Search code examples
pandaspostgresqlsql-update

Update Postgres Database with changes made to Pandas Dataframe


I have a Postgres database which contains a table I want to make some changes too. I've selected 1000 record from the table which contains over 500,0000 records and processed them adding / updating Columns C & D.

db_table

pk col c col d
One updated updated
from sqlalchemy import create_engine

engine = create_engine(f'postgresql://{db_usr}:{db_pwd}@{db_host}:{db_port}/{db_name}')
df = pd.read_sql('Select * FROM db_table LIMIT 1000', engine)

Next I make some changes to column C & D in the pandas dataframe and now want to update these columns back in the Postgres Database (no changes are made to column B and I don't want to write this back to the database).

I now have the following code, it runs without error however no changes are made to the database. The first time it ran to the point of creating a temporary table which I deleted manually, now no changes are made to the database

´´´ conn = psycopg2.connect(f"dbname='{cfg.db_name}' user='{cfg.db_usr}' host='{cfg.db_host}' password='{cfg.db_pwd}'") cur = conn.cursor()

rows = zip(df_properties.index, df_properties.score)


cur.execute("""CREATE TEMP TABLE listing_scores(pk INTEGER, score INTEGER) ON COMMIT DROP""")
cur.executemany("""INSERT INTO listing_scores (pk, score) VALUES(%s, %s)""", rows)
cur.execute(f"""
    UPDATE {cfg.db_rm_table}
    SET score = listing_scores.score
    FROM listing_scores
    WHERE listing_scores.pk = {cfg.db_rm_table}.pk;
    """)

print(cur.rowcount)
conn.commit()
cur.close()
conn.close()´´´

According to the cur.rowcount all the updates are completed however this is not showing up in the database.
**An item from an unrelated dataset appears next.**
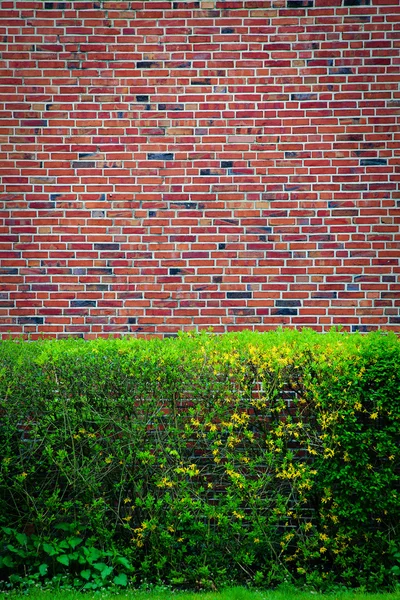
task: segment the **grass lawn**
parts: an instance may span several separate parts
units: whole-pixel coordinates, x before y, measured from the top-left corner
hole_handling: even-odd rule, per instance
[[[230,588],[221,592],[174,592],[171,590],[125,591],[120,594],[111,592],[51,591],[34,589],[29,594],[10,592],[1,593],[0,598],[17,600],[400,600],[400,590],[394,593],[367,594],[365,592],[331,592],[319,594],[304,592],[291,587],[280,587],[278,590],[248,590],[246,588]]]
I'm able to create a new table via pgadmin4 but not in terminal or python using the same credentials


Solution

  • It may be as simple as committing after each row insert or update statement (depending on approach), but I presented a longer response in case it is useful.

    I use pyodbc and SQL Server, but I think you were onto a solution when you mentioned a temporary table. If you create a dataframe from a SQL query, you can insert those rows into a database temporary table, then run your update statement, as presented in your pseudo code. This example is for SQL Server, so you may need to modify for Postgres. So, use your cursor to set up the temp table:

    cur.execute(f"""
      USE [database_name];
      CREATE TABLE #ttable (
      column [datatype] (size) NULL ,
      ...
      lastcolumn [datatype] (size) NULL);
      """)
    

    Next, iterate your dataframe to insert rows into the temp table. This could take time, depending on number of columns, data volume, database configuration, etc.

    First, you'll need to set up a string for your INSERT statement.

    # assume you have a list of column names
    colname = ['column',...'lastcolumn']
    
    # put these in a string for use later
    strcolname =  (", ".join(colname)) 
    

    Pyodbc allows you to insert values where there is a question mark ('?'). You need one for each column.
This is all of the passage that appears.